October 14, 2008 Feature

Dysphagia Management: Using Thickened Liquids

see also

Clinicians who manage patients with dysphagia face especially difficult challenges when working with patients who exhibit the aspiration of dietary fluids. These patients must be kept safe from aspiration while still meeting requirements for hydration intake. Although it is possible to hydrate the body through non-oral routes such as nasogastric tubes, IV infusion, total parenteral nutrition, etc., these methods can pose serious health consequences. Consequently, a primary goal of dysphagia management is to meet nutrition and hydration needs by mouth while reducing the risks of aspiration.

Three primary methods are used to accomplish this end: thickened liquids, swallowing compensations/maneuvers, and swallowing therapy.

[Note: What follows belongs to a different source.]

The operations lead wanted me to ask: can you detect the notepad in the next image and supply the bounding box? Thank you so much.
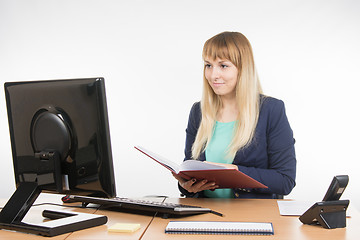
[108,223,140,232]
[165,221,274,235]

Logemann (1998) argued that diet modifications including thickened liquids should be used only when other methods have failed. Although that scenario may represent the ideal, McCullough et al. (2004) reported that the use of thickened liquids has become one of the most common recommendations made by clinicians. The researchers concluded that this method is used because it is easy to implement. In a survey of long-term care facilities, Castellanos et al. (2004) reported that a mean of 8.3% of residents were receiving thickened liquids. In one facility, the figure was a strikingly high mean of 28%. Although the method is commonly used, the evidence base supporting thickened liquids remains limited (Robbins, et al., 2002; Steele, 2005) and their use can present challenges in dysphagia management.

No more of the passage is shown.